The full-size truck rush Down Under has every chance of being a sales success … if the pricing is right.
That’s the verdict of the highest-ranking Australian in the global automotive industry, General Motors global design chief Michel Simcoe.
The Lancia-loving Melburnian, who has been in the top design job at GM for 20 months, was speaking to motoring.com.au at the Detroit motor show where the latest generation Chevrolet Silverado 1500 and Dodge RAM 1500 made their global debuts.
Both are already being touted as right-hand drive chances for Australia, the 2019 Silverado 1500 after local conversion by HSV and the RAM potentially ex-factory in the USA.
“Do I think a full-size truck would work in your marketplace down there?” Simcoe asked rhetorically. “Pitched properly at customers and at the right price so they are seen as good value then yes.
“They are tools of trade and people buy them to do work.”
Ford’s top-selling F-150 could also be a chance to head Down Under in its next generation, with Ford Asia-Pacific boss Peter Fleet making plain to Aussie media in Detroit his desire to get a right-hand drive business case for the iconic vehicle across the line.
The Nissan Titan is another full-size truck being touted for Australia via an ex-factory RHD program, but the 2019 Silverado 1500’s chief engineer described the chances of a US factory RHD version at “very slim” at Detroit, hence the HSV conversion program.
While these are the entry-level models in their respective ranges, they are massively big by Australian standards.
The F-150 super cab is about 6.36m long, more than 1.9m high, more than 2.0m wide (without mirrors) and can be powered by everything from a 3.0-litre V6 turbo-diesel to a 5.0-litre petrol V8.
Able to tow far more than ‘mid-size’ utes like the Toyota HiLux – Australia’s top-selling vehicle -- it can weigh in at more than 2.25 tonnes despite the extensive use of aluminium in a high-tech package.
But Simcoe said while the size of the full-size trucks was alien to Australians, their popularity was driven by the same motivations that are spurring on sales of our smaller 4x4 dual-cabs in Australia.
“You can understand the truck and truck heritage if you think about tool of trade and the size of this country and all the things that made a ute a very practical vehicle in the [Australian] bush," said Simcoe, who presented the 2019 Silverado at its world debut on the eve of the Monday's Detroit show opening.
“All the reasons that made mid-size trucks work over there, are all the same reasons a full-size truck works here [in the USA].
“It’s just a difference in the size of vehicle.”
Most of the big US trucks are already converted and available in Australia, where Ford’s F Series is also the most popular – courtesy of converters like Performax International and Harrison F-Trucks.
HSV will start converting heavy-duty Silverado 2500 and 3500HD utes soon, with the new 2019 Silverado 1500 to follow some time after its US release early next year, while its sister company ASV already handles RAM 2500 conversions.

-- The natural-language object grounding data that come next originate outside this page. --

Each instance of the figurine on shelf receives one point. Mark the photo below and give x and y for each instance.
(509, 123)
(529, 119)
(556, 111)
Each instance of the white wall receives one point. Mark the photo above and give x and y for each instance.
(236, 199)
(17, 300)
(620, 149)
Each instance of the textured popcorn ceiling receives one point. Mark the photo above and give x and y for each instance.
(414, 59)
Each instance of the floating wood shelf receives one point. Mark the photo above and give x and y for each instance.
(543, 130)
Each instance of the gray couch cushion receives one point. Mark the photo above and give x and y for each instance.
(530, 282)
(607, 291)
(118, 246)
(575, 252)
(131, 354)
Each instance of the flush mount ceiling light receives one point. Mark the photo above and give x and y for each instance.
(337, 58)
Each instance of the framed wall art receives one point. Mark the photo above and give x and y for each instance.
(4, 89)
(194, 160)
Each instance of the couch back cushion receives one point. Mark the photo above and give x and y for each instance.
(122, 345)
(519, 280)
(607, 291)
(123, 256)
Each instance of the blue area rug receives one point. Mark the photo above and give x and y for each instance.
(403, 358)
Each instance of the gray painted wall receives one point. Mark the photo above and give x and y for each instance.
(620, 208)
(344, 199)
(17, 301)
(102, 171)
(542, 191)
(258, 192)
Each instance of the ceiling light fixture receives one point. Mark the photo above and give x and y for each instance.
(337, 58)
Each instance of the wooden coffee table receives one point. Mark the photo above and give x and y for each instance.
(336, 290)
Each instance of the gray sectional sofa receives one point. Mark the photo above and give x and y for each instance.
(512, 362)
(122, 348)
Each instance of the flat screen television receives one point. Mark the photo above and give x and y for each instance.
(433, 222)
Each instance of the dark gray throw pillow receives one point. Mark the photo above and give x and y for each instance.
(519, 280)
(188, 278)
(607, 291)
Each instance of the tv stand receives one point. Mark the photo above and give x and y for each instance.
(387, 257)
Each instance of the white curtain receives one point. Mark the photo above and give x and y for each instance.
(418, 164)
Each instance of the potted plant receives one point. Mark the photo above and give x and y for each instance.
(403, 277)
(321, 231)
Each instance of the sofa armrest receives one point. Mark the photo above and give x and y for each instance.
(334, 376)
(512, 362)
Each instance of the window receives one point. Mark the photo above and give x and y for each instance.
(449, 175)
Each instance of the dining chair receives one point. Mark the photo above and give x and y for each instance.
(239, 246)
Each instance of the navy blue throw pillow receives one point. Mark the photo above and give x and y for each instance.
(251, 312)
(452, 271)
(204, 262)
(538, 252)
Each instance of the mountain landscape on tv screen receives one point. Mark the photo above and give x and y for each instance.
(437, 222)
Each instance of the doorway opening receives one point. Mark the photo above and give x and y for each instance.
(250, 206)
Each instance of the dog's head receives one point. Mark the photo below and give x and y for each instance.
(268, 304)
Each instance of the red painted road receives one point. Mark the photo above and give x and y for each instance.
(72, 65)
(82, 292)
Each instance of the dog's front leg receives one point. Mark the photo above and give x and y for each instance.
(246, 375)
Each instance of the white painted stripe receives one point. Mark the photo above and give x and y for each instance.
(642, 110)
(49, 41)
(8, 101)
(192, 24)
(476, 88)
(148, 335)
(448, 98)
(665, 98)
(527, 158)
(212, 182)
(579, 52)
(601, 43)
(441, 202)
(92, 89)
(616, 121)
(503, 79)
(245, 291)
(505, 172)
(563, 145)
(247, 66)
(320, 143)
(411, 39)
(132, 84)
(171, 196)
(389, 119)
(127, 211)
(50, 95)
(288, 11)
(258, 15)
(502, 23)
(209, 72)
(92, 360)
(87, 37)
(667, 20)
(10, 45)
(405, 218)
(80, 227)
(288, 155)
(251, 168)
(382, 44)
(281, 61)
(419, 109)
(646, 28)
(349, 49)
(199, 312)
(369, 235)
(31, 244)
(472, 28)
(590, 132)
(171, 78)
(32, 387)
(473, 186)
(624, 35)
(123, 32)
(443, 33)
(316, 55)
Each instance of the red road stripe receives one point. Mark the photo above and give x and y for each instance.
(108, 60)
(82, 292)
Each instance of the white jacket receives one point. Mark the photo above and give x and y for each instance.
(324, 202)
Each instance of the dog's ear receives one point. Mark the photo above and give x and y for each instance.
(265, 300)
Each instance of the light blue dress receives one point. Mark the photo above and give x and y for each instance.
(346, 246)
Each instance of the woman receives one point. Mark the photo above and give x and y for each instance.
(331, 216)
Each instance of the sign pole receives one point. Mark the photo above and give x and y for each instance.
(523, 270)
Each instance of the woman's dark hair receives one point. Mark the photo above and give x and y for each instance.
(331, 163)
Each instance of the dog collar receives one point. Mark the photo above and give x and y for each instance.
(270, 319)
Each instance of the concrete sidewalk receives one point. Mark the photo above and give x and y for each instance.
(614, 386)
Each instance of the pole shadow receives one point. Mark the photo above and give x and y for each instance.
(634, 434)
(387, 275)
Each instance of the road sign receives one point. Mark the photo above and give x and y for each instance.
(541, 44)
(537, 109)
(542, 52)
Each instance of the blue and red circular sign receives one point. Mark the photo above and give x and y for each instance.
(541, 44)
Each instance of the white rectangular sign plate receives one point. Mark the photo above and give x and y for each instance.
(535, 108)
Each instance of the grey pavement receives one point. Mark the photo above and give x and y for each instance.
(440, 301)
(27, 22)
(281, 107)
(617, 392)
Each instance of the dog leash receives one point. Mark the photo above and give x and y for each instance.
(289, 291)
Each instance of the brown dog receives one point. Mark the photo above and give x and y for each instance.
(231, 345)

The new 2019 RAM 1500 goes on sale in the US this month.
But those heavy-duty pick-ups cost well north of $120,000 – at least double that of existing top-end mid-size twin-cab 4x4s, thanks in part to local conversion costs – and Simcoe clearly sees the price needing to be far south of that to gain volume sales success here.
“With customer taste there’s an opportunity,” Simcoe said. “If these full-size trucks were available down there at the [right] price, would they have sold? Yep.”
Simcoe defended the low-tech image of big American trucks, pointing to their high level of advanced equipment and construction materials that are improving weight, efficiency and refinement.
“Truck buyers choose that vehicle but they don’t want to give up anything else,” Simcoe said. “The comfort, the technology, the interfaces, the quality of the vehicle. And that’s what they represent now.”
All the automotive companies involved in full-size trucks are big spenders on development for good reason; they are massive sellers and money makers. The F-150 has been America’s biggest selling pick-up every year since 1977 – and its most popular vehicle bar none since 1981.
Simcoe said Silverado sales were critical to underpinning GM’s highly publicised investing into autonomy and electrification.
“This [Silverado] is an incredibly important vehicle for us,” he said. “While we are creating the future and the future is happening right now we have got to pay for it.
“Our current brand portfolios have to clearly sustain us while we make the change.”